Preventing transmission is an important element of malaria control. However, most of the current available methods to assay for malaria transmission blocking are relatively low throughput and cannot be applied to large chemical libraries. We have developed a high-throughput and cost-effective assay, the Saponin-lysis Sexual Stage Assay (SaLSSA), for identifying small molecules with transmission-blocking capacity. SaLSSA analysis of 13,983 unique compounds uncovered that >90% of well-characterized antimalarials, including endoperoxides and 4-aminoquinolines, as well as compounds active against asexual blood stages, lost most of their killing activity when parasites developed into metabolically quiescent stage V gametocytes. On the other hand, we identified compounds with consistent low nanomolar transmission-blocking activity, some of which showed cross-reactivity against asexual blood and liver stages. The data clearly emphasize substantial physiological differences between sexual and asexual parasites and provide a tool and starting points for the discovery and development of transmission-blocking drugs.

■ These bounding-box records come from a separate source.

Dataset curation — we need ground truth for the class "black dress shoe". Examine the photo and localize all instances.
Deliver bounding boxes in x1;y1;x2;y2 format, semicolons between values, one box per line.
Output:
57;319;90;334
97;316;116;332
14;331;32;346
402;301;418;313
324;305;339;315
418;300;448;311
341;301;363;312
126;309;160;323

Keywords: Plasmodium; chemotherapy; gametocytes; malaria; transmission.

Graphical abstract

Figure 1

Induction and Development of Pure, Stage-Specific Gametocytes (A) Gametocyte production protocol. To create stages I–IV, all steps were performed, but to create stage V only, steps indicated by red boxes were omitted. (B) Simplified schematic flow chart for the SaLSSA gametocyte assay. (C) Giemsa smears of gametocytes of stage I-V and gametocyte counts and percentages for each stage based on their morphology (numbers pooled from multiple cycles). (D) Z prime values for the different gametocyte stages and assay protocols. ¹384-well TSSA, stages I-V, ²384-well-SaLSSA, stages I-V, ³1,536-well SaLSSA, stage V. (E) Displayed is the number of viable stage V gametocytes in a dilution series over time (0.5 hr until 6 hr). These data were acquired using stage V gametocytes and 1,536-well SaLSSA (R² > 0.99).

Figure 2

Screening of the MMV Malaria Box in Comparison to GNF179 (A) Structures of MMV665941 and GNF179. (B) In vitro activity of MMV665941 and GNF179 against stage V gametocytes in dose response (1,536-well format, SaLSSA in duplicate). (C) Mean oocyst counts per midgut with gametocytes incubated with DMSO, GNF179 (5× EC₅₀), and MMV665941 (5× EC₅₀). Experiment was performed in duplicates. (D) Comparison of all 42 EC₅₀ values below 12.5μM of the MMV malaria box compounds when screened against gametocytes stages I, III, and V. The average EC₅₀ of compounds tested against stage V gametocytes is significantly higher compared to stage I gametocytes (p < 0.05, ANOVA test, Prism 6).

Figure 3

Starting Points for Transmission-Blocking Drugs All compounds in this study were clustered by their substructure similarity. All compounds with the same substructure (Tanimoto average compound similarity ≥ 0.85) were assigned to different scaffold families (indicated by different colors). Non-active compounds are shown as circle nodes and gametocyte-active compounds as diamonds. LogP is log probability of enrichment in the stage V gametocyte active set relative to rate expected by chance for each scaffold family. EC₅₀ values are for stage V gametocytes SaLSSA 1,536-well format.

Figure 4

Druggable Organelles and Processes in Gametocytes Infected red blood cell (red) with mature gametocyte (blue) and parasitophorous vacuole (white) as well as schematic parasite organelles known as P. falciparum drug targets. The upper (left) section displays compounds with similar activity against stage V gametocytes (SaLSSA) and asexual blood stage parasites as well as their presumed mode of action. The lower (right) section lists compounds with not active against stage V gametocytes compared to asexual blood stage parasites. Ery: erythrocyte; Gam: gametocyte; PPM: parasite plasma membrane; PV: parasitophorous vacuole; PVM: parasitophorous vacuole membrane.